What does the question mean?
a. Distance traveled in the 4th second.
or
b. The difference between the distances travelled in the 4th second and the 3rd second.
And why?

Relevant Equations

h = ut + 1/2gt^2

If (a) is correct, the answer would be 34.3m.
If (b) is correct, the answer would be 9.8m.
I want to know exactly which one is meant by the question and the reason behind that. Personally i think its a.

 

[haruspex]

Yes, it's a. I don’t see how you could read it as b. Though I do prefer your rewording.

 

[Bl4nk]

Yes, it's a. I don’t see how you could read it as b. Though I do prefer your rewording.

Apparently I couldn't make one of my friends understand that its the question asks for A and not B

 

[DrClaude]

Mathematically it asks for the distance $d = \left| h(t=4 \mathrm{s}) - h(t=3 \mathrm{s}) \right|$

 

[jbriggs444]

One could argue that the correct answer is zero. The wording of the question is atrocious.

The "third second" starts at $t=2$ and ends just prior to $t=3$. The "fourth second" starts at $t=3$ and ends just prior to $t=4$. Between the two intervals, zero time elapses and zero distance is traversed.

[The "first second" starts at $t=0$ of course].

Possibly the intent is that "first second" denotes the instant at which the object is released at $t=0$.
Possibly the intent is that "first second" denotes the instant one second later at $t=1$.
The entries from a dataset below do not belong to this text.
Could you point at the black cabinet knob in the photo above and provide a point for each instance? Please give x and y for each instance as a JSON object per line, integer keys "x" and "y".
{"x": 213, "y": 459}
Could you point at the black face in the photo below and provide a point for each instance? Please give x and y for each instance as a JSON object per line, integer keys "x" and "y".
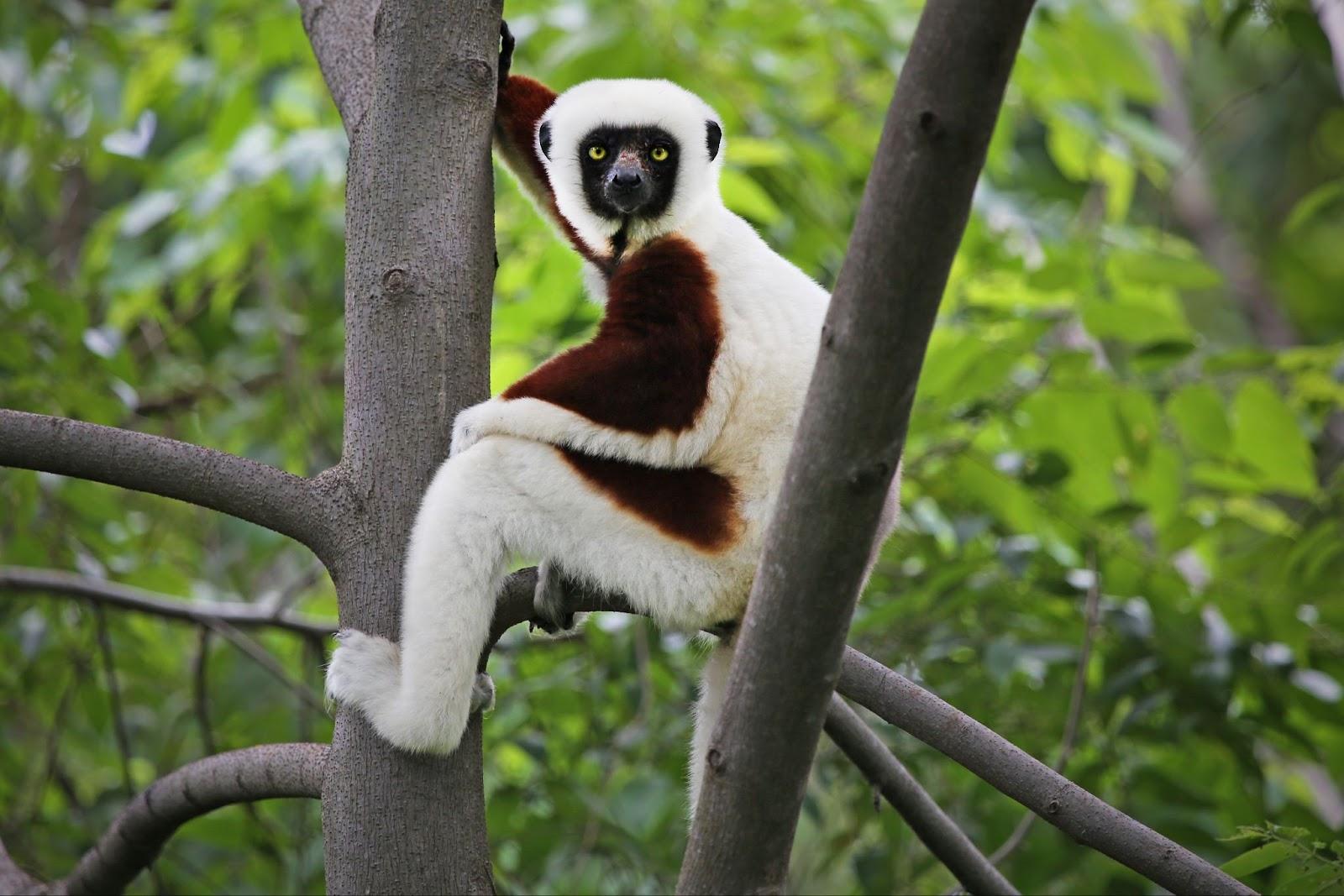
{"x": 629, "y": 170}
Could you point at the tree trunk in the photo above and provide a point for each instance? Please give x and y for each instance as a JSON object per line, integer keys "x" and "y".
{"x": 420, "y": 248}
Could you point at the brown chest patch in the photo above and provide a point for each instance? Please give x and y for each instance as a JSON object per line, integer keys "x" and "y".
{"x": 694, "y": 506}
{"x": 647, "y": 369}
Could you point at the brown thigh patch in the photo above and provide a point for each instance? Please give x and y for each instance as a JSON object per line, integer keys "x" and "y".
{"x": 694, "y": 506}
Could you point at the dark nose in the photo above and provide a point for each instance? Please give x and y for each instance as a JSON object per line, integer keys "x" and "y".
{"x": 627, "y": 177}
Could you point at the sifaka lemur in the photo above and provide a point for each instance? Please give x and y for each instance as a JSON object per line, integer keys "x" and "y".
{"x": 648, "y": 459}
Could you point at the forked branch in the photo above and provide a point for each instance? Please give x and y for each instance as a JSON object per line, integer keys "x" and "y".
{"x": 952, "y": 732}
{"x": 1028, "y": 781}
{"x": 925, "y": 817}
{"x": 239, "y": 486}
{"x": 342, "y": 33}
{"x": 150, "y": 820}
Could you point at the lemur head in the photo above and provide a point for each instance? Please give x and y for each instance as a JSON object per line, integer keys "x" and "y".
{"x": 631, "y": 160}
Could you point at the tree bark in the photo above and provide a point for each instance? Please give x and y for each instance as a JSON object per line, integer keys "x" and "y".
{"x": 925, "y": 817}
{"x": 418, "y": 278}
{"x": 342, "y": 34}
{"x": 246, "y": 490}
{"x": 1030, "y": 782}
{"x": 848, "y": 443}
{"x": 952, "y": 732}
{"x": 150, "y": 820}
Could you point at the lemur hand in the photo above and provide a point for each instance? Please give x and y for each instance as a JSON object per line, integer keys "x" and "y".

Three plausible readings is an indication of poor writing.

 

[kuruman]

I agree with @DrClaude's interpretation. Yes, the statement could have been clearer, but it is clear to me that there is an assumed imaginary clock that starts when motion starts, as is usually the case. Then one counts ticks of the second hand, tick 1, tick 2, etc. and figures out distances $d_1$, $d_2$, etc. covered from one tick to the next. Thus, $$\begin{align} & d_1=\frac{1}{2}a(1~\mathrm{s})^2 - \frac{1}{2}a(0~\mathrm{s})^2\nonumber \\ & d_2=\frac{1}{2}a(2~\mathrm{s})^2-\frac{1}{2}a(1~\mathrm{s})^2=3d_1 \nonumber \\ & \dots \nonumber \\ & d_n=\frac{1}{2}a \left[n^2-(n-1)^2\right]\mathrm{s}^2= (2n-1)d_1~. \nonumber \end{align}$$

 

[Bl4nk]

Thanks everyone for explaining this so elaborately. For real tysm ^w^. Helped a lot.